I am new to DW . When we should use the term Datamart and when we should use the term Datawarehousing . Please explain with example may be your own example or in terms of Adventureworks .
I'm don't work on MS SQL Server. But here's a generic example with a business use case.
Let me add another term to this. First off, there is a main transactional database which interacts with your application (assuming you have an application to interact with, obviously). The data gets written into the Master database (hopefully, you are using Master-Slave replication), and simultaneously gets copied into the salve. According to the business and reporting requirements, cleansing and ETL is performed on the application data and data is aggregated and stored in a denormalized form to improve reporting performance and reduce the number of joins. Complex pre-calculated data is readily available to the business user for reporting and analysis purposes.

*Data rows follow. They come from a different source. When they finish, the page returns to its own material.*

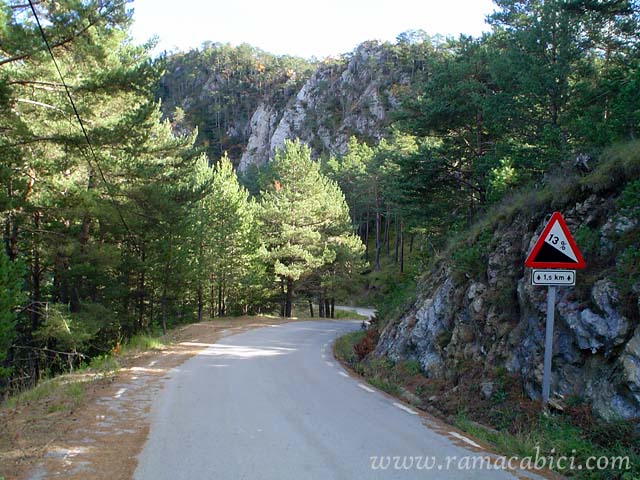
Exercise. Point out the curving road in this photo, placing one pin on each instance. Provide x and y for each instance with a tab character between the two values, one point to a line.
273	404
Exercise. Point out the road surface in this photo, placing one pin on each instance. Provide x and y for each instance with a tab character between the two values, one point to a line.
272	403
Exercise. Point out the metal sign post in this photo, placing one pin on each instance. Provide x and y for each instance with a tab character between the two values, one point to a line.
554	251
548	344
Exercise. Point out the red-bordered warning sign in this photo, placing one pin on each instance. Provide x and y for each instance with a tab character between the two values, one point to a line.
555	247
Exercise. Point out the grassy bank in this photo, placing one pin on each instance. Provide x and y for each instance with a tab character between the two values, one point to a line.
64	393
512	424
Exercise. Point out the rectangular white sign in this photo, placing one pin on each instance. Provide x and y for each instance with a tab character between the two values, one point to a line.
553	277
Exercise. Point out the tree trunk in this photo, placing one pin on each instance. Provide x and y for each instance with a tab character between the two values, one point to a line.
321	313
401	248
141	289
396	243
220	306
289	299
387	226
163	306
36	272
212	301
366	237
377	252
200	301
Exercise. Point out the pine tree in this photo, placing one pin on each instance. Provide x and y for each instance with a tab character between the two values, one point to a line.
303	214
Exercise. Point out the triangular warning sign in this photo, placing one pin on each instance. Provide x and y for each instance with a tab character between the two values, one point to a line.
555	247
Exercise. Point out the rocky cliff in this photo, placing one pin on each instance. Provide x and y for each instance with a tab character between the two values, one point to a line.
477	305
247	109
341	99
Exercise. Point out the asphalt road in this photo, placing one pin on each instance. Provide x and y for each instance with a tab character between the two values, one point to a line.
273	404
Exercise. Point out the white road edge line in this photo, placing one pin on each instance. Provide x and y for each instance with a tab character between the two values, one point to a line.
364	387
464	439
406	409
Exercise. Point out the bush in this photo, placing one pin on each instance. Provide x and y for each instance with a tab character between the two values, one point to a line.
367	344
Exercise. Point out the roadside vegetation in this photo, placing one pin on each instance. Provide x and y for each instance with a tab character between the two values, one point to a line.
507	421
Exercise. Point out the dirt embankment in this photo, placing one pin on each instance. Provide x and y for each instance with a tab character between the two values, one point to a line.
101	436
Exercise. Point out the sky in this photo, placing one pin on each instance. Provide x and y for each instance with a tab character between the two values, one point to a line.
295	27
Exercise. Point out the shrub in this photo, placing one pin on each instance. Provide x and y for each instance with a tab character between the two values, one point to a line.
367	344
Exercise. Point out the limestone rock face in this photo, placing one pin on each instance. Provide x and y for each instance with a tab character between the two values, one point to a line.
495	318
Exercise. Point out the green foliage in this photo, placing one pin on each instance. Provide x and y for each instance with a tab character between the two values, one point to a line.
142	343
305	226
469	257
629	201
11	296
344	347
588	240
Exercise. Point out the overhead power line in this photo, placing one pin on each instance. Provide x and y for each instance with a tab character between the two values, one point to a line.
80	122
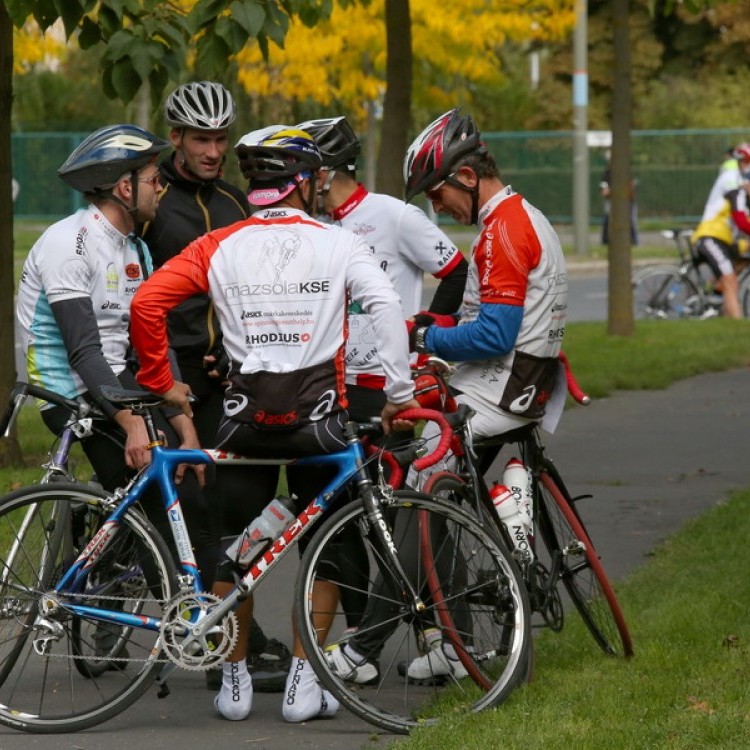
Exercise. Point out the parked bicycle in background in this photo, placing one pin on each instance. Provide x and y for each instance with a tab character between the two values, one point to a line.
685	289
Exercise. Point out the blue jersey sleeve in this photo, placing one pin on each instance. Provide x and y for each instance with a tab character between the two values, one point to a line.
492	334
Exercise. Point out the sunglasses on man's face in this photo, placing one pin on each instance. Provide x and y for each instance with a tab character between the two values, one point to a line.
153	180
433	193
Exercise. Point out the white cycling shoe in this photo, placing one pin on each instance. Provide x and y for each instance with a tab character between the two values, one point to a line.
435	667
346	666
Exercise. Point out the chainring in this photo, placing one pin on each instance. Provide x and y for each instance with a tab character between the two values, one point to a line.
181	615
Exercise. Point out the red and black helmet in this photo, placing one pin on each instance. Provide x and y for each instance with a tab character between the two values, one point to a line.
435	151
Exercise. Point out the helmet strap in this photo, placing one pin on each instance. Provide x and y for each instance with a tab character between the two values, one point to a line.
310	201
474	195
324	190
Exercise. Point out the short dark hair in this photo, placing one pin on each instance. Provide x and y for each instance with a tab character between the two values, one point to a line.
481	162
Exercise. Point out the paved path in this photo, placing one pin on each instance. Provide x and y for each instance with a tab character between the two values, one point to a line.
651	460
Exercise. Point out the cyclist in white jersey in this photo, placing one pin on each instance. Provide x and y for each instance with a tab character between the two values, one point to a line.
728	179
404	243
73	308
279	281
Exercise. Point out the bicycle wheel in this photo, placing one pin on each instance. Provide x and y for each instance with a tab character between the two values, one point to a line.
16	630
479	582
744	292
117	583
42	640
664	293
574	561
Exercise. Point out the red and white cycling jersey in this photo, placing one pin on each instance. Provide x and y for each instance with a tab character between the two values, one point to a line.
406	245
280	282
516	260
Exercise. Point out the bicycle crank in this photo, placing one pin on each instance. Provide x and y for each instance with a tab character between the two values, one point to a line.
183	646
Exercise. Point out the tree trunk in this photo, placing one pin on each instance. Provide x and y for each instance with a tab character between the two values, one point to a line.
9	450
397	103
620	312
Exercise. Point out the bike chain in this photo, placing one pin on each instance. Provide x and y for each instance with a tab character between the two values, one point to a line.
165	605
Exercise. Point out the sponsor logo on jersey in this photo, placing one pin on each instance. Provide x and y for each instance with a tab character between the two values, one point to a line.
81	241
363	229
133	271
278	289
113	280
254	339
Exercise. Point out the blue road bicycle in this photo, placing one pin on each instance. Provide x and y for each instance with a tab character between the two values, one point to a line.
94	610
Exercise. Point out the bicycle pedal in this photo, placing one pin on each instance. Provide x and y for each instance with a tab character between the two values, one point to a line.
581	497
163	691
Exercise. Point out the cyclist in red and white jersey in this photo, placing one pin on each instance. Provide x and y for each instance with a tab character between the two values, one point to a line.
280	282
513	316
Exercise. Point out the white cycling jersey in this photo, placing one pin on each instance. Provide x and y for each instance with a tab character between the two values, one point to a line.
77	257
728	179
406	245
280	282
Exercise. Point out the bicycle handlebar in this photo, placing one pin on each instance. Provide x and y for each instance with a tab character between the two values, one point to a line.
21	390
446	434
574	389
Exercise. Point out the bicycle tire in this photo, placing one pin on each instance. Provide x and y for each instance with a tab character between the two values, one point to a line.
447	487
574	558
666	293
491	592
107	643
43	691
48	554
743	283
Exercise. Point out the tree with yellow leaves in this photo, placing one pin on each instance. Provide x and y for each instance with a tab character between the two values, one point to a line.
342	63
456	46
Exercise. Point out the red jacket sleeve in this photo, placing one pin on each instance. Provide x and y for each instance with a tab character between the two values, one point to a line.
742	221
179	278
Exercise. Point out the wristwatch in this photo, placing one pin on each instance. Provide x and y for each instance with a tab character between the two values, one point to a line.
419	344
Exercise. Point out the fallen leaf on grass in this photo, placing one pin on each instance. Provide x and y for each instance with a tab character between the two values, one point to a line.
703	707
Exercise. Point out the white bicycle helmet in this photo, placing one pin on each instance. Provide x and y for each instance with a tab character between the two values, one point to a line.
204	105
107	154
339	146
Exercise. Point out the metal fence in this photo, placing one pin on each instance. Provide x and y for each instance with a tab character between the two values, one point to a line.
674	170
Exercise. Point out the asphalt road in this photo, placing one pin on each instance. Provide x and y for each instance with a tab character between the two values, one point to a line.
651	460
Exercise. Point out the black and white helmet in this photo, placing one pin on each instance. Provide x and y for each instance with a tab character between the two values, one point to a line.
431	156
107	154
339	146
204	105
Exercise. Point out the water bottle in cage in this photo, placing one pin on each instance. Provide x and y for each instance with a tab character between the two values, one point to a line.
504	500
516	478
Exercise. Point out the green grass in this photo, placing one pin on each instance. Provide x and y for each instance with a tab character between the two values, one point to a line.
37	443
660	352
688	686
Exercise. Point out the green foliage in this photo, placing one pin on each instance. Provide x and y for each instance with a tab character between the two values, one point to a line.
150	40
686	687
658	354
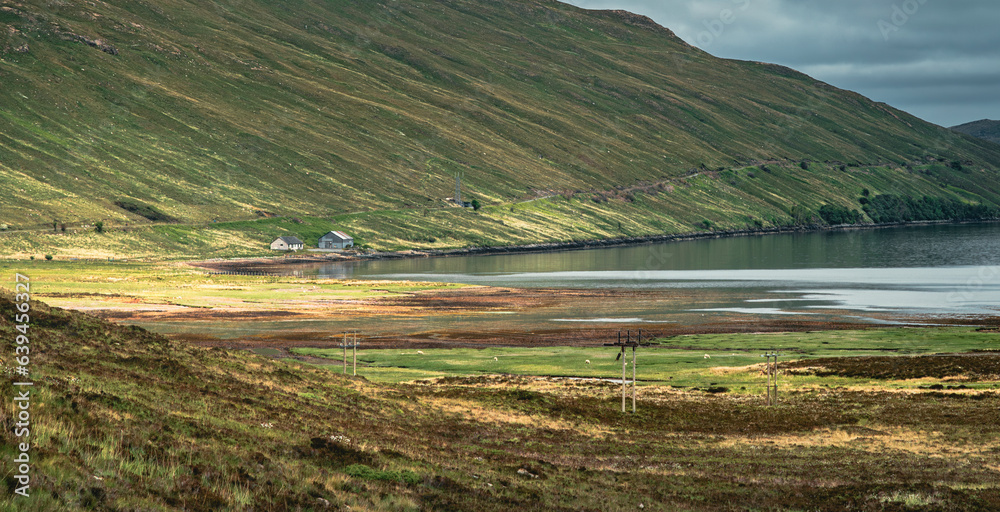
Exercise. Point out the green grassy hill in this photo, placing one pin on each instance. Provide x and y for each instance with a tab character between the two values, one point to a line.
985	129
137	113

This is a dimensional database - which is a denormalized form of the main transactional database (most probably in 3NF).
But, as you may know, all businesses have different supporting systems which also bring in data in the form of spreadsheets, csvs and flatfiles. This data is usually for a single domain, such as, call center, collections so on and so forth. We can call every such separate domain data as data mart. The data from different domains is also operated upon by an ETL tool and is denormalized in its own fashion. When we combine all the datamarts and dimensional databases for solving reporting and analysis problem for business, we get a data warehouse.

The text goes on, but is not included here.